そんなくだらないことを考えているうちにどんどん人が集まり始めていたようで……
子供の泣き声、助けを求める人の声、何かに苦しんでいる人の声、色んな声が聞こえ始めた。だがこれはまだ良い方だ。……何故なら冒険者が連れてくるのは声すら出せないような人達ばかりなのだから。
「なあ、お姫様。この世界の医療関係はどうなってるんだ?」
「そうですね~、大体の国には病院がありますし、そこには治癒魔法士が何人かいますね」
「ってことは、この国の場合は金が無くて病院に行けなかったってパターンか」
というのも、ここに集まってくる人達はほぼ全員と言っていい程に服装が貧相なのだ。なんで他国はボハニア王国に戦争でも仕掛けて国を占領しなかったのかと不思議だったが……どんな病気持ちがいるかも分からない、占領したとしても労働力として使えないような人が多い国なんてどこもいらないか。
「ソウジ様、どうやら全員集まったみたいですよ」
「ん? ああ、ホントだ。それじゃあ今から俺が範囲型治癒魔法をかけるんで、そこから動かないでくださーい」
そう宣言した後、初めての範囲型治癒魔法を発動させたのだが
「坊主⁉ なんだよこの魔方陣のデカさは!」
「あれ? 一応この空き地の大きさに合わせたつもりだったんだけど……」
「ソウジさんが今使った範囲型治癒魔法、空き地どころかこの国丸ごと覆ってますね。……多分」
「私も範囲型治癒魔法を使えますがあれは魔力量の調節が難しいですから…もしかしたらそういうことかもしれませんね」
「もしかしなくても、今後は範囲型治癒魔法は使わない方が良い?」
「ま~あ正直、『もう少しで敵を倒せる!』みたいな時に味方の為とはいえそれをやられたら最悪だわな」
………今後は緊急時以外使わないようにしよう。
「でっ、ですがソウジさん。今回は皆さん凄く喜んでくださっていますよ!」
「そっ、そうですよソウジ様! それに難しいというだけで、練習すれば良いだけのことですし」
いや、多分練習で何回もあの魔法を使ってたら大迷惑だと思うぞ。そのうちギルドなんかで、『謎のゾンビ現象が発生中!』とか騒ぎになりそうだし。……まあ、今は違う意味で騒ぎになってるが。

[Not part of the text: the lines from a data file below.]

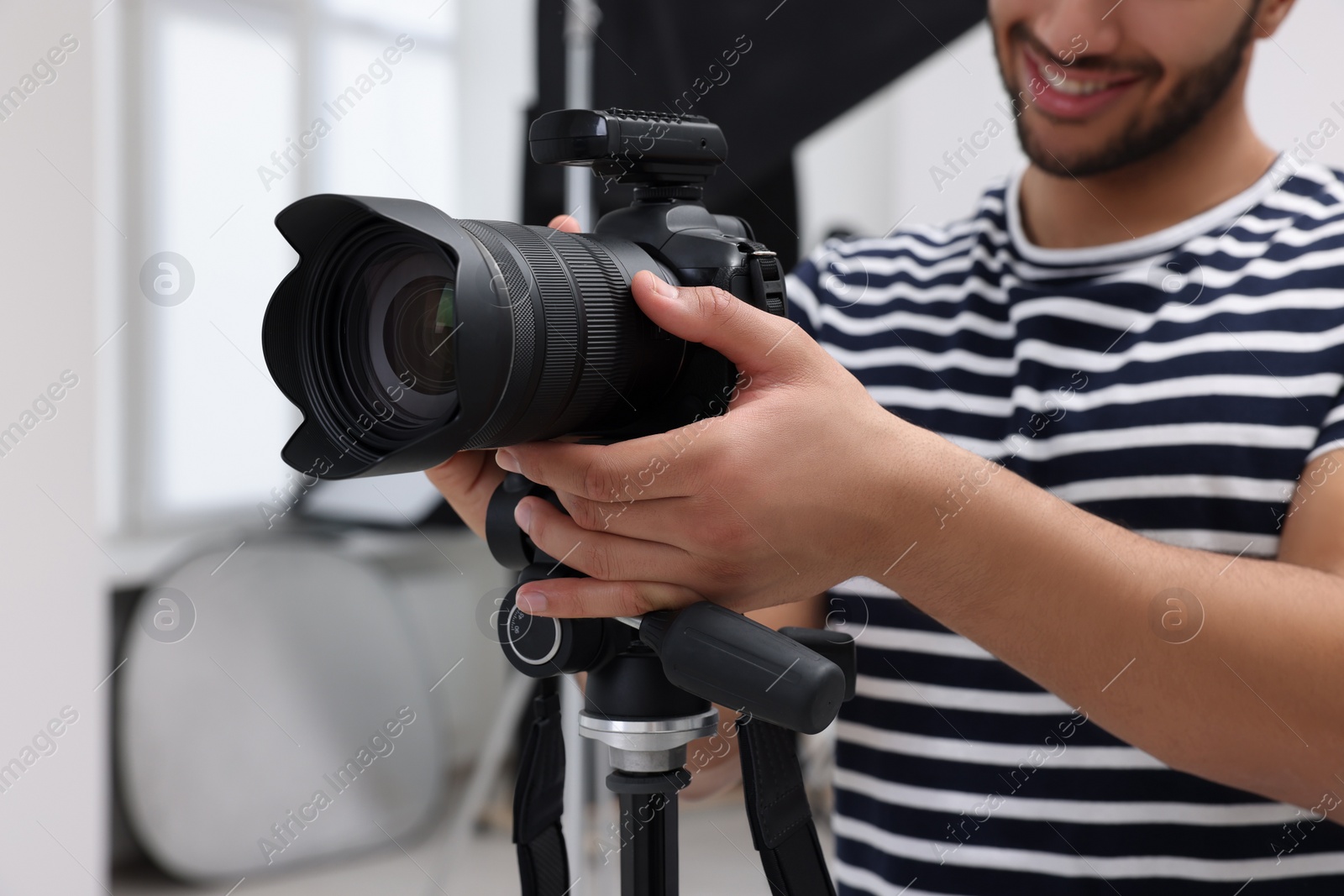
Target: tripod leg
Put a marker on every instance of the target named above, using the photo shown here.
(648, 831)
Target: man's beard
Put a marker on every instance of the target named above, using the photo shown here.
(1187, 105)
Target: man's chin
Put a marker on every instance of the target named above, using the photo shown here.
(1063, 155)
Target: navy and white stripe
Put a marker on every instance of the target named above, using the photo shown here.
(1176, 385)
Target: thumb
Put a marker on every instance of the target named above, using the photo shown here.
(748, 336)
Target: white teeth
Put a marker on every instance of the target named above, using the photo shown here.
(1077, 87)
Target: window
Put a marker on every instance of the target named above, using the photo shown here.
(239, 109)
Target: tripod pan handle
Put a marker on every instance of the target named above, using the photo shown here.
(741, 664)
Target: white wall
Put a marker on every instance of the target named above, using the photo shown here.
(870, 168)
(54, 617)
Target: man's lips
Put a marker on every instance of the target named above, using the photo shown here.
(1072, 94)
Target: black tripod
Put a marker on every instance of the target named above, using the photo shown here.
(649, 689)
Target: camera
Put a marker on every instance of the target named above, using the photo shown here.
(405, 335)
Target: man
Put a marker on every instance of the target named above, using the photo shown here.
(1089, 436)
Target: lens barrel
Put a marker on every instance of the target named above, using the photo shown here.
(405, 335)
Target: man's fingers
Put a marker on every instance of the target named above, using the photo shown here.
(597, 553)
(568, 223)
(754, 340)
(570, 598)
(654, 466)
(468, 479)
(645, 520)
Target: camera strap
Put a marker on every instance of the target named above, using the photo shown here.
(777, 810)
(539, 799)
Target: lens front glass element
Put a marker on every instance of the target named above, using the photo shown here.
(401, 317)
(416, 332)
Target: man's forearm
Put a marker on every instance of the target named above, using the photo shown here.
(1253, 700)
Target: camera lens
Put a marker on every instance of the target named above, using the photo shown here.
(405, 336)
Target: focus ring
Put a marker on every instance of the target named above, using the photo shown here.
(562, 332)
(524, 329)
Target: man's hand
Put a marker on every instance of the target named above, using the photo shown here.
(773, 501)
(468, 479)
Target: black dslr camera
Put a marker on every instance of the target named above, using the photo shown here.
(405, 335)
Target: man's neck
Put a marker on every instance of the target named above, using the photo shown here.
(1218, 159)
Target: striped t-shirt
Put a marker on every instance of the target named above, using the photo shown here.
(1176, 385)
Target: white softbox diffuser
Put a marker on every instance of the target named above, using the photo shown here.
(272, 712)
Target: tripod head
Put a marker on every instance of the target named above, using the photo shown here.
(795, 680)
(648, 694)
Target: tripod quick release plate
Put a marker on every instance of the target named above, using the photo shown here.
(631, 147)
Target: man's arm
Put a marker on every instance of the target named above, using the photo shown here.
(806, 481)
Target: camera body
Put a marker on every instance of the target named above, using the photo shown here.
(405, 335)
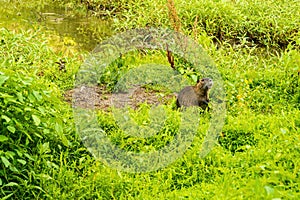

「あれ? 本当に怪我が治ってる。というか昔の傷跡も無くなってる⁉」
「あんなにあった子供の熱も下がってるわ!」
「すっ、スッゲー‼ マジであの男何者なんだ」
「うちの子供を助けて下さりありがとうございます‼ 本当にありがとうございます!」
こんな大人数を相手にしてたらキリがない。ということで安定の無視を決め込み、転移魔法を使ってこの国の王城近くまで移動した。
「俺この城に来るの初めてなんだけど、どこに行けばいいんだ?」
「そうですねー。まずは一番広い部屋に行ってみるのが良いんじゃないですか? リアーヌ、この城内で一番大きい部屋はどこだったでしょうか」
「お嬢様含め、私も暫くこちらにはお邪魔しておりませんので自信はありませんが……訓練場かパーティー会場かと」
「この寒い中あの訓練場は無いだろ。当たり前っちゃ当たり前だが、屋根も暖房も無いからな」
「となればパーティー会場か。リアーヌさん、案内を頼む」
「かしこまりました。では私に着いて来てください」
そう言うリアーヌさんの後ろを歩いていくと無駄にデッカイ扉の前で止まり
「私の記憶が正しければここがパーティー会場です」
「ふ~う、中にいるならいるで最初から扉を開けておいてほしいな。……正直開けるのが怖い」
「ぶっははははは。坊主より中で待ってる奴らの方がよっぽど怖いだろうよ」
「確かに。あちら側したらソウジさんはまだ敵か味方かすら分かりませんからね」
「ソウジ様が怖いのも分かりますが、このままここに立っているというわけにもいきませ。なので開けちゃいますね」
「えっ⁉ ちょっま……」
リアーヌさんは俺の声など聞かず本当に扉を開けると……中にいた一人のお爺ちゃんが
「………あなたがソウジ様でよろしかったでしょうか?」
「はっ、はい。私が宗司ですが。えっと、あなたは?」
「これは失礼しました。私、この城で旦那様の執事としてお仕えしておりましたセレスと申します」
「なるほど。あっ、最初に言っておきますが私達は敵ではありませんので」
「いや、この城の主に仕えてた奴に向かって敵じゃないって……。さっきお前がその人の主を牢獄にぶち込んだんだからどう考えても敵だろ」
「いえいえ、とんでもございません。私含め、ここにいる方達は全員ソウジ様に感謝しておりますので。敵なんてとんでもない」
「それは良かったです。ところで、この中で一番偉い方は誰ですか? まずはその人と話がしたいんですが」
そう俺が聞くとセレスさん含め、その場にいた全員がお互いに顔を見合わせ始め……結局最後は困ったような顔をしながらセレスさんが
「大変お恥ずかしい話なのですが、上層階級の方々は全員いなくなってしまったようでして……今は一番年上の私が代表してソウジ様とお話しをさせていただいております」
「…………マジ?」
「ソウジさん。どうやら『マジ』みたいですよ」
それは予想外すぎるだろ‼ ってことは事実上今この国に上層階級が一人もいないってことになるよな。………最悪だ。